Karma presents NOURISHMENT, Sanaa Gateja’s first solo exhibition in Los Angeles, open from March 22–May 18 at 7351 Santa Monica Boulevard. The show precedes Gateja’s inclusion in the Venice Biennale’s Ugandan Pavilion, curated by Acaye Kerunen.
Through a process he calls “unit construction,” Gateja builds intricate assemblages from thousands of hand-rolled paper beads sewn onto bark cloth. Each individual bead, or unit, is both a complex artwork—in his words, “a complete sculpture”—in itself and assimilated into the larger composition. Made from post-consumer paper waste, the materials are tightly rolled, varnished, and dried, each its own exercise in the upcycling of offcast, two-dimensional materials into three-dimensional forms. Gateja’s process resonates with the concept of “social sculpture,” Joseph Beuys’s belief that societies are artworks crafted communally from each person’s political and material contributions.
Gateja, who was born in Uganda, joined his country’s Ministry of Culture and Community Development shortly after graduating secondary school, inspired by the blacksmiths, potters, and basket weavers he grew up admiring. In 1972, he moved to Mombasa, Kenya, and opened Sanaa Gallery. There, he specialized in the sale of traditional Kenyan crafts, especially beadwork, which has been practiced for at least 50,000 years in East Africa. Later stages of his life took him to study interior design and jewelry-making in Osaka, Florence, and London. It was at John Cass College of Art (now London College of Art and Design) in London that he first encountered paper beads. In 1990, he returned to Uganda, bringing the techniques with him and teaching them to locals, who in turn assemble the beads that become the basis of Gateja’s works. In the years since, a whole economy has sprung up around the production of paper beads in the country and beyond.
The works in NOURISHMENT contend with this cycle of mutual influence and support. In the artist’s words, this series “pays homage to and honors our ancestors,” while “each artwork tells a story nourished by the past and present.” The form of Ancestral Nourishment (all works mentioned 2023), with its symmetrical array of feather- and leaf-like motifs, simultaneously evokes a mask and a tree, perhaps a mutuba, the source of the barkcloth that serves as Gateja’s substrate. Just as the beads are made in Uganda, barkcloth is native to the region, where it has been manufactured for centuries by artisans who pound the tree’s inner bark until it is thin and flexible. The process of growing mutuba and creating barkcloth is sustainable—the fast-healing trees can be harvested multiple times a year and require little water to survive.
Building on the theme of sustenance, Granary depicts its titular architectural and agricultural subject as simplified chevrons and circles in magenta and blue, repeated such that a geometric pattern emerges. At once abstract and representational, this assemblage transforms a symbol of stored community wealth into a composition that thrums with lively rhythm.
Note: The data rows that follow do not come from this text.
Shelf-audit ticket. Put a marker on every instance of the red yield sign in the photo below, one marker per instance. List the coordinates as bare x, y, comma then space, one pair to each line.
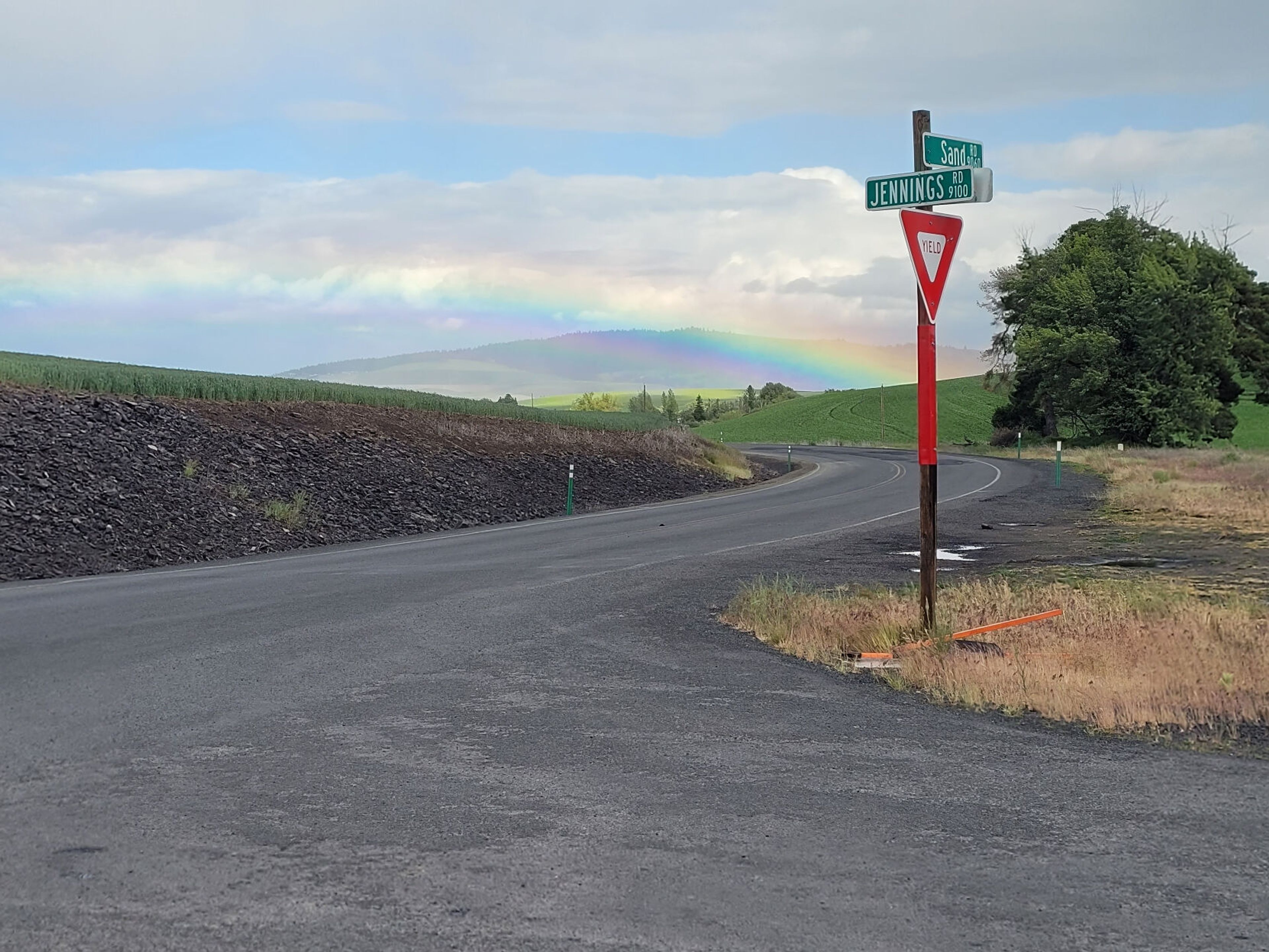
932, 242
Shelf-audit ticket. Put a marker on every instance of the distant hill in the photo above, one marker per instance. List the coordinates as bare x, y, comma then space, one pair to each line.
624, 361
856, 417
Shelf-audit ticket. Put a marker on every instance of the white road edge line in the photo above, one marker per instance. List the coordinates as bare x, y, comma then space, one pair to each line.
771, 543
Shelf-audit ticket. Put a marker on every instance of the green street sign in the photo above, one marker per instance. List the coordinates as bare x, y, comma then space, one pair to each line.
946, 152
936, 187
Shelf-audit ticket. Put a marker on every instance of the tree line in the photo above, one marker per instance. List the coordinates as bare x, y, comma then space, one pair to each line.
701, 410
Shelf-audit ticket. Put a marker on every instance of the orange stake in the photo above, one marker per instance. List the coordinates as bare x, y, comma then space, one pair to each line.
980, 630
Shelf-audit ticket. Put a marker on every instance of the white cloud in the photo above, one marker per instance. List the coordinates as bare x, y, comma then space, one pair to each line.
419, 264
1135, 155
341, 111
579, 64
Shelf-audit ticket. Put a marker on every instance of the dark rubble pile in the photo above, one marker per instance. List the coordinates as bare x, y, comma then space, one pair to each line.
96, 484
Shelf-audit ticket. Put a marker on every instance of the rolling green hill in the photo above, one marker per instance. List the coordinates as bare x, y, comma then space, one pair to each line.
686, 398
69, 374
855, 417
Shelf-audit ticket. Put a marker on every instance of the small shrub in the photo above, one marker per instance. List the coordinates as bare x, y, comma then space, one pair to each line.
290, 514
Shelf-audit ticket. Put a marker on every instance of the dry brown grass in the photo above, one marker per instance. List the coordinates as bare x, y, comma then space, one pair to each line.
1213, 490
1209, 489
1124, 657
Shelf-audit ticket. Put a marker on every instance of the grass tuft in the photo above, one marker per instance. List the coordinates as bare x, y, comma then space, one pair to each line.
291, 514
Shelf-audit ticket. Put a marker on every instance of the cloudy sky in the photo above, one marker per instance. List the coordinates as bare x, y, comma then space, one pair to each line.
255, 186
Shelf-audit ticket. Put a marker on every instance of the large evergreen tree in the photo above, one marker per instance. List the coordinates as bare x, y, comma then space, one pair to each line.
1127, 330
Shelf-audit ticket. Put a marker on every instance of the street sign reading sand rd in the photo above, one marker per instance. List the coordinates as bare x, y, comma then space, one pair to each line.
937, 187
948, 152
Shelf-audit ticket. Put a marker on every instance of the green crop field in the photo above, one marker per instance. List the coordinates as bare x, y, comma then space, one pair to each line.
855, 417
563, 401
74, 375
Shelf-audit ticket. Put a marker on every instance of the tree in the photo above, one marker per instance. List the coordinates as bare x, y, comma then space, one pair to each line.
671, 407
641, 403
603, 403
1126, 330
775, 393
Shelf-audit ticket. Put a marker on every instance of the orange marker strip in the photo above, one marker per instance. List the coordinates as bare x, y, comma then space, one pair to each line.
985, 629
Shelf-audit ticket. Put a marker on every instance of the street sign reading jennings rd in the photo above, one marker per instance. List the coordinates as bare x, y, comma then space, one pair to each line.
937, 187
948, 152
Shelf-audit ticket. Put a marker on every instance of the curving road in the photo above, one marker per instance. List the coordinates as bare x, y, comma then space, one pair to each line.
536, 737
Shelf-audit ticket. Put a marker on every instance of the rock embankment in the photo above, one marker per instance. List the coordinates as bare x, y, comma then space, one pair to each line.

In Arise, featherlike profusions radiate outward from circular cores, creating forms that are at once daisy and mandala. Each bead is individuated by the particular slices of printed matter that give its surface variation in hue. Gateja’s nexuses—of beads, of organic forms, of collaborators—coalesce as wholes that are just as great as their constitutive parts.
Sanaa Gateja (b. 1950, Kisoro, Uganda) makes intricate works from post-consumer paper that he rolls into beads, sewing them onto bark cloth supports in tapestry-like assemblages. Up close, the beads offer glimpses, between folds, of their past lives—as vintage posters, pages from wig sales pamphlets, and outdated textbooks, among other things. His distinctive method requires the involvement of members of his community, whom he has trained and employed since the early 1990s. Gateja envisions artists as agents for social, political, and environmental transformation, and art-making as an act of ecological and spiritual repair. Disrupting conventional distinctions between figuration and abstraction, and two-dimensional work and sculpture, the resulting swirling, mosaic-like pieces instead draw affective connections between people and their surroundings. Gateja lives in Kampala, Uganda.
NOURISHMENT, Gateja’s first solo exhibition in Los Angeles, opens at Karma on March 22. Gateja had his first American solo exhibition at Karma in 2023 and was included in the Carnegie International (2022). His works are held in museums and private collections worldwide including the Carnegie Museum, Pittsburgh; de Young Museum, San Francisco; Field Museum, Chicago; National Scottish Museum, Edinburgh; and the Victoria and Albert Museum, London. He has exhibited at institutions and fairs including ARCOlisboa; Cape Town Art Fair; FNB Art Joburg, Johannesburg; Art Paris; AKAA Paris; Themes & Variations, London; and the Museum of Art and Design, New York.